Wednesday, July 8, 2009

My Adventures in Canning Chickens

Here is a pic of my lovely new Presto Pressure Canner.


Here is a picture of the finished product, canned chicken meat:


How I got there? Ah you did have to ask, didn't you?

Well, I had these three kosher chicken in the freezer. Ralph's has been selling them frozen, so I've been picking one up when I think about it. We ran out of room in the freezer for my chocolate ice cream, and this is the Wrong Time of the Month for that crap.

So on Tuesday morning, I took them out and thawed them. (I DO have priorities, yah know.) On Tuesday in the late afternoon, I realized that the big meat pans were Somewhere in a box. My boxes of "stuff" are on the patio and in the garage. So, I located the two pans. Procrastinated. Surfed the Net. Finally boiled the chickens. It was 11PM when they were done. Cooled 'em and stuck 'em in the fridge.

Today was C-day. Cleaned and assembled the new pressure cooker. Picked the chicken off the bones and put back in the fridge. Made a big vat of broth from turnips, carrots, onions, celery, garlic, salt, bay leaves, parsnips and pepper.

Filled the pint jars with meat. Ladled the hot broth over them, cleaned off the rims and put on the caps.
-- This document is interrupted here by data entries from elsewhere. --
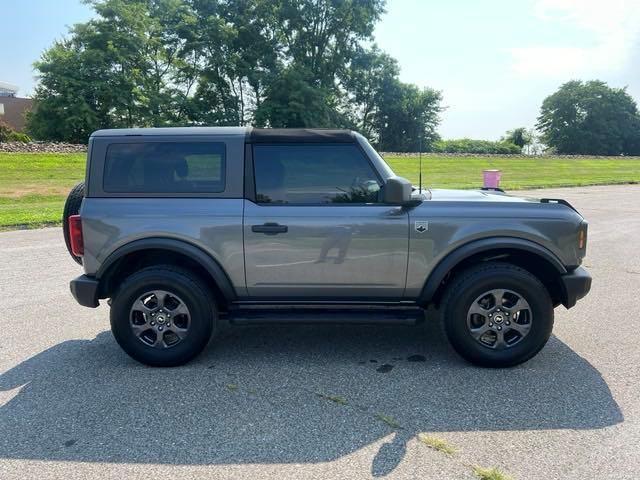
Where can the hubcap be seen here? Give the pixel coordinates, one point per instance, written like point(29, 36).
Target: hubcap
point(160, 319)
point(499, 319)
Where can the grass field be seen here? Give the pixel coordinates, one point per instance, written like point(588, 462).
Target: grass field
point(33, 186)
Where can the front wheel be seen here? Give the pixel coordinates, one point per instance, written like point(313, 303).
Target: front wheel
point(163, 316)
point(497, 315)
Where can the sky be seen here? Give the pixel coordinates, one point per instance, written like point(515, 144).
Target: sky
point(493, 60)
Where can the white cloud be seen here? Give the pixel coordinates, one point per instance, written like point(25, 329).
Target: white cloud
point(612, 29)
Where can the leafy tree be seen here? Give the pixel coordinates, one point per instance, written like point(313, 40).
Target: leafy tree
point(590, 118)
point(468, 145)
point(282, 63)
point(518, 136)
point(406, 117)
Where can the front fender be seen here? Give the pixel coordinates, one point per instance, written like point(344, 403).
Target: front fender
point(454, 258)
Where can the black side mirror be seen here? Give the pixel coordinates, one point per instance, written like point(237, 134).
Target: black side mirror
point(397, 191)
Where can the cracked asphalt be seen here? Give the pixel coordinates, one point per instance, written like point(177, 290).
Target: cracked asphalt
point(321, 402)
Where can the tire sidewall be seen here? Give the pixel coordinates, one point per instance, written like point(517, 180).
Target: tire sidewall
point(201, 309)
point(520, 282)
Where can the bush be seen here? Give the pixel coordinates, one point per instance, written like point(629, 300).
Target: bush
point(8, 134)
point(468, 145)
point(19, 137)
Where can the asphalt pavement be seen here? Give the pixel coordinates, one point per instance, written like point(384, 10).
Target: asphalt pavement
point(321, 401)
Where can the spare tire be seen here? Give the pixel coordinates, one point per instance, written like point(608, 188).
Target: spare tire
point(72, 207)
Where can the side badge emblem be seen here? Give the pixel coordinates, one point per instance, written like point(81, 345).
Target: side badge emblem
point(422, 226)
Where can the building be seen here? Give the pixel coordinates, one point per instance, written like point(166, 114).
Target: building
point(12, 108)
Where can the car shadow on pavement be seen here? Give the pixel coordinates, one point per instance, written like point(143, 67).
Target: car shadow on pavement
point(281, 394)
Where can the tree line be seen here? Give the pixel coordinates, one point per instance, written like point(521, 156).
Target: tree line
point(284, 63)
point(279, 63)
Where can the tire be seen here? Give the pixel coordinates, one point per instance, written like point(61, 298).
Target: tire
point(522, 333)
point(72, 207)
point(148, 345)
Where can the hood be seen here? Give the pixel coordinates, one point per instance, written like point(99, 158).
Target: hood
point(445, 195)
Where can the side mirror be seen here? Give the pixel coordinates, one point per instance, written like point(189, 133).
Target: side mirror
point(397, 191)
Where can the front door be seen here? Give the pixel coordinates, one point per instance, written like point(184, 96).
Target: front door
point(317, 229)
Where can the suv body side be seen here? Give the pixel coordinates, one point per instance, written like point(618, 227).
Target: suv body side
point(389, 258)
point(210, 222)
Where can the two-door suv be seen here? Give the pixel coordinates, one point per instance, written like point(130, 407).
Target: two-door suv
point(179, 227)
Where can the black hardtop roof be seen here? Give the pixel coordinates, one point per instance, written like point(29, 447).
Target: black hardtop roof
point(299, 135)
point(252, 135)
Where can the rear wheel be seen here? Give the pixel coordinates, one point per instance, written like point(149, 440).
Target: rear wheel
point(72, 207)
point(163, 316)
point(497, 315)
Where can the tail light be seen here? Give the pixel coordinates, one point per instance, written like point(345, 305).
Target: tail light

Got the water boiling in the canner. Put the jars in the canner and tightened the lid. Got the whole thing boiling without the pressure controller on the pan, like the instruction manual said to do. Put the controller on, turned down the heat, adjusted in until the pressure was 11 psi. All good. Book said to keep on the pressure for 75 minutes. Cool.

Thirty minutes into processing time, I am in the living room eating lunch and I hear a "pop". I look up and streamy water is squirting straight up from the canner to the ceiling. Yeah, the overpressure plug blew. So, I got the canner turned off, the pressure released and the water mopped up. (BTW - a Swiffer mop with a towel works wonders to clean a ceiling. Darn it was filthy!)

The book, of course, said that you need a new plug. Try finding one in California. I ordered three on line. They'll be here sometime before my next birthday, I'm sure.

So, I go next door to talk to the neighbor, Lou. Lou is about 87 or so. He says to just try putting the plug back in and see if it holds the pressure. Dang, someone needs to tell Tom Dashle that old people are useful.

And it worked. Lou said it was probably just not seated correctly and blew out because of theimproper seal. So I finished up and can now do the other stuff I was planning before I cleaned the ceiling.

And I got out to yoga class at 6pm, too. Amazing.